# WordMap Counting Problem All Together

We have done a lot to make our understanding better with MapReduce framework in PySpark.

Now, we are going to compose all of them together ..

In [None]:
import pyspark
from pyspark.sql import SparkSession
from pyspark.streaming import StreamingContext


ss = SparkSession.builder.master("local[4]").appName("FlatMap-ReduceByKey").getOrCreate();
sc = ss.sparkContext



lines = [
    "word count from Wikipedia the free encyclopedia",
    "the word count is the number of words in a document or passage of text Word counting may be needed when a text",
    "is required to stay within certain numbers of words This may particularly be the case in academia legal",
    "proceedings journalism and advertising Word count is commonly used by translators to determine the price for"
]

# Create Rdd using parallelize
rdd = sc.parallelize(lines)
rddFlatMap = rdd.flatMap(lambda line:line.split(" "))
rddMap = rddFlatMap.map(lambda word: (word, 1))
rddReduced = rddMap.reduceByKey(lambda x, y : x + y)
rddReduced.collect()





## Exercise 1

Take the input from data.txt file and count the number of words.

In [1]:
import pyspark
from pyspark.sql import SparkSession

# Create a new Spark session
ss = SparkSession.builder.master("local[4]").appName("WordCount").getOrCreate()
sc = ss.sparkContext

# Read the content of data.txt file
file_path = "textData.txt" 
rdd = sc.textFile(file_path)

# Use flatMap to split the lines into words
rddFlatMap = rdd.flatMap(lambda line: line.split())

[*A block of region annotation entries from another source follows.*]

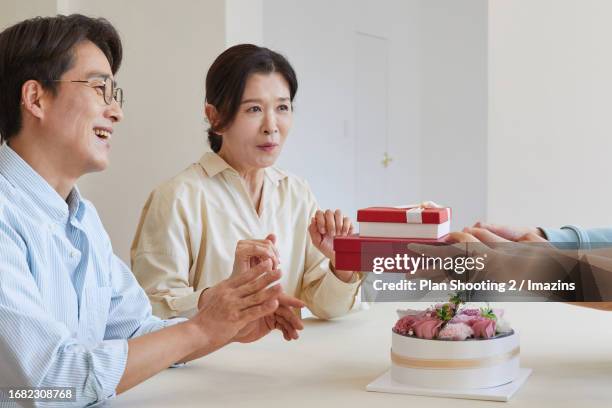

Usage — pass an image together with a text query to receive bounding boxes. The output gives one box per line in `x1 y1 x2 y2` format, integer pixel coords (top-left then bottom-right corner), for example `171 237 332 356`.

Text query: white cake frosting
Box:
391 331 520 389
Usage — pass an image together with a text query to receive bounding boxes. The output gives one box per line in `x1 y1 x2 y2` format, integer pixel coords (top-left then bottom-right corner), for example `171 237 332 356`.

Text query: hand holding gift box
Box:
308 210 359 282
333 201 451 272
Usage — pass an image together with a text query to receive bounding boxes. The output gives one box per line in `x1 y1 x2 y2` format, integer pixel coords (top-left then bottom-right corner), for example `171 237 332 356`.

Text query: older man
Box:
0 15 301 406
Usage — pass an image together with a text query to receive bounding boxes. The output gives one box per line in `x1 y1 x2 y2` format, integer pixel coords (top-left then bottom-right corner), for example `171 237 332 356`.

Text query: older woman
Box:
131 44 360 326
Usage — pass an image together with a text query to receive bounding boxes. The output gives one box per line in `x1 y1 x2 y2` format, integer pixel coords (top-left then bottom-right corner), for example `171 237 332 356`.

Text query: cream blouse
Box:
131 152 361 319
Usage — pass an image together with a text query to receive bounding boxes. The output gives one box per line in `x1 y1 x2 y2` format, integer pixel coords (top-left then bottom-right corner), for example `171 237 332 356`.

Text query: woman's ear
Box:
21 79 46 119
204 102 219 134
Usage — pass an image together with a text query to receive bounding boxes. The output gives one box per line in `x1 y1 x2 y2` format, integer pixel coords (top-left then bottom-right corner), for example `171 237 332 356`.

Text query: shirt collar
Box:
199 152 287 184
0 143 83 222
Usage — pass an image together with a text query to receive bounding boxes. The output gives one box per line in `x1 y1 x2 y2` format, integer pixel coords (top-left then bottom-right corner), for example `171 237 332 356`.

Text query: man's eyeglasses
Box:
50 77 123 107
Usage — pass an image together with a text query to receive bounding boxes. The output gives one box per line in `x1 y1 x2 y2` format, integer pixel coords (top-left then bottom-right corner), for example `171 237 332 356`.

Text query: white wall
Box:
419 0 487 229
0 0 57 31
264 0 487 231
488 0 612 226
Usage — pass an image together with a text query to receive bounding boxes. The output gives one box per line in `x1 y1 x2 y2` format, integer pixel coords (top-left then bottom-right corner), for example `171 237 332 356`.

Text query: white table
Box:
113 303 612 408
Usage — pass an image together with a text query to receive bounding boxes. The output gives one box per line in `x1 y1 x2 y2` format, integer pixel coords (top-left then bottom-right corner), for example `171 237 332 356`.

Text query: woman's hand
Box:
232 234 280 276
308 210 354 282
473 221 546 242
233 293 304 343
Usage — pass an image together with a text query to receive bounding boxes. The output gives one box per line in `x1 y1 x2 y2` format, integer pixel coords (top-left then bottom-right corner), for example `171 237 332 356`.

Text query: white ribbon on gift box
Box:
392 201 450 224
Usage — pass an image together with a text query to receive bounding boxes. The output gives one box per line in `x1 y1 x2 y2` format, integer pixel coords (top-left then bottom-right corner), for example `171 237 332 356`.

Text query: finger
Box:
275 306 304 330
240 298 278 324
238 283 282 310
266 233 276 244
274 315 293 341
463 228 510 244
334 209 344 235
235 269 281 298
276 309 300 340
474 222 523 241
235 240 277 260
444 231 480 244
278 293 306 309
226 259 272 288
265 233 280 262
519 232 548 243
308 218 319 241
315 210 327 235
340 217 352 237
235 240 280 269
325 210 336 237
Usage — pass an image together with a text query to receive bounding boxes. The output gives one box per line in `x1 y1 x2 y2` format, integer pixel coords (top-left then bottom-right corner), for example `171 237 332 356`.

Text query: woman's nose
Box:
263 114 278 135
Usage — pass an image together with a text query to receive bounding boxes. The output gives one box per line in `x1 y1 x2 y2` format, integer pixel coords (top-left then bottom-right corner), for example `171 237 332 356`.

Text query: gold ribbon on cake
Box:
391 347 520 370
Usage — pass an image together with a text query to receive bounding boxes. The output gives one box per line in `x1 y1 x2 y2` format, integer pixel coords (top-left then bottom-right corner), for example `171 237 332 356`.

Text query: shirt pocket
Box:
81 286 113 343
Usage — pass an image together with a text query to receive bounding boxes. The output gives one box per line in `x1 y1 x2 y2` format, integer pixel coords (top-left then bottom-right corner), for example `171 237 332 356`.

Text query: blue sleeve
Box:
105 252 187 339
540 225 612 249
0 221 128 407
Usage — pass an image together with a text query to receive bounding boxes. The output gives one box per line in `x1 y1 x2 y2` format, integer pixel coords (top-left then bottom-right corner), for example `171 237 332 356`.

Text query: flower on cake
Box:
393 295 512 340
438 323 474 340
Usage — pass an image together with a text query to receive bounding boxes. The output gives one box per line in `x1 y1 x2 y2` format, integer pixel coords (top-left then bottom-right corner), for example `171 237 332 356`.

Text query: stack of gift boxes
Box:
334 206 451 272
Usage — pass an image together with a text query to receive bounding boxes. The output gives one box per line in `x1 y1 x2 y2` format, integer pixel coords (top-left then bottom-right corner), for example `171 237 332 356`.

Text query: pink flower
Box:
438 323 474 340
393 315 419 335
449 314 480 326
472 318 495 339
459 309 480 316
412 317 443 340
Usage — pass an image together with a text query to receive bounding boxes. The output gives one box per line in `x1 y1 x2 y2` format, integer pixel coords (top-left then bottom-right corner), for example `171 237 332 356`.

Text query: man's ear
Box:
21 79 47 119
204 102 221 135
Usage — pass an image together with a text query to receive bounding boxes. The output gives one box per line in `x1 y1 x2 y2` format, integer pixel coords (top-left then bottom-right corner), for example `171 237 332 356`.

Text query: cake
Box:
391 296 520 389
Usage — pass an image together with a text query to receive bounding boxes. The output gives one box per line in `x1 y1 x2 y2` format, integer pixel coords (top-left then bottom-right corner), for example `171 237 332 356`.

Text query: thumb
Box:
266 233 276 244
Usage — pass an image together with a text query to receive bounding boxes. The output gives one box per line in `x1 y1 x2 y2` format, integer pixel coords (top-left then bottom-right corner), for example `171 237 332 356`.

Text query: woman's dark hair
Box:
0 14 122 141
206 44 297 153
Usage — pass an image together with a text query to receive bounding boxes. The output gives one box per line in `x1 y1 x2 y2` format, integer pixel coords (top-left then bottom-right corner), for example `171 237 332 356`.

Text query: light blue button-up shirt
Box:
0 145 179 406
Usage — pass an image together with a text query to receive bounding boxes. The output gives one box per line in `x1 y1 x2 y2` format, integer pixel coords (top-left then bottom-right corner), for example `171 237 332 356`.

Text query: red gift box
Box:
334 235 445 272
357 206 451 224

# Map each word to a tuple (word, 1)
rddMap = rddFlatMap.map(lambda word: (word, 1))

# Use reduceByKey to count the occurrences of each word
rddReduced = rddMap.reduceByKey(lambda x, y: x + y)

# Collect the result and print it
result = rddReduced.collect()

for word, count in result:
    print(f"Word: {word}, Count: {count}")


Word: Alice’s, Count: 18
Word: by, Count: 18
Word: Lewis, Count: 18
Word: Carroll, Count: 18
Word: eBook, Count: 27
Word: for, Count: 27
Word: use, Count: 27
Word: of, Count: 27
Word: anyone, Count: 27
Word: at, Count: 27
Word: no, Count: 27
Word: cost, Count: 27
Word: and, Count: 27
Word: with, Count: 27
Word: Project, Count: 9
Word: Gutenberg’s, Count: 9
Word: Adventures, Count: 18
Word: in, Count: 18
Word: Wonderland, Count: 18
Word: This, Count: 27
Word: is, Count: 27
Word: the, Count: 27
Word: anywhere, Count: 27


## Exercise 2

Load the testData.txt in the rdd and add all the values together.

In [3]:
import pyspark
from pyspark.sql import SparkSession

# Create a new Spark session
ss = SparkSession.builder.master("local[4]").appName("SumValues").getOrCreate()
sc = ss.sparkContext

# Read the content of testData.txt file
file_path = "testDataM.txt"  # You can specify the path to the file here
rdd = sc.textFile(file_path)

# Convert the string values into integers
rdd_int = rdd.flatMap(lambda line: line.split()).map(lambda x: int(x))

# Sum all the values
total_sum = rdd_int.reduce(lambda x, y: x + y)

print(f"Total Sum of Values: {total_sum}")

Total Sum of Values: 680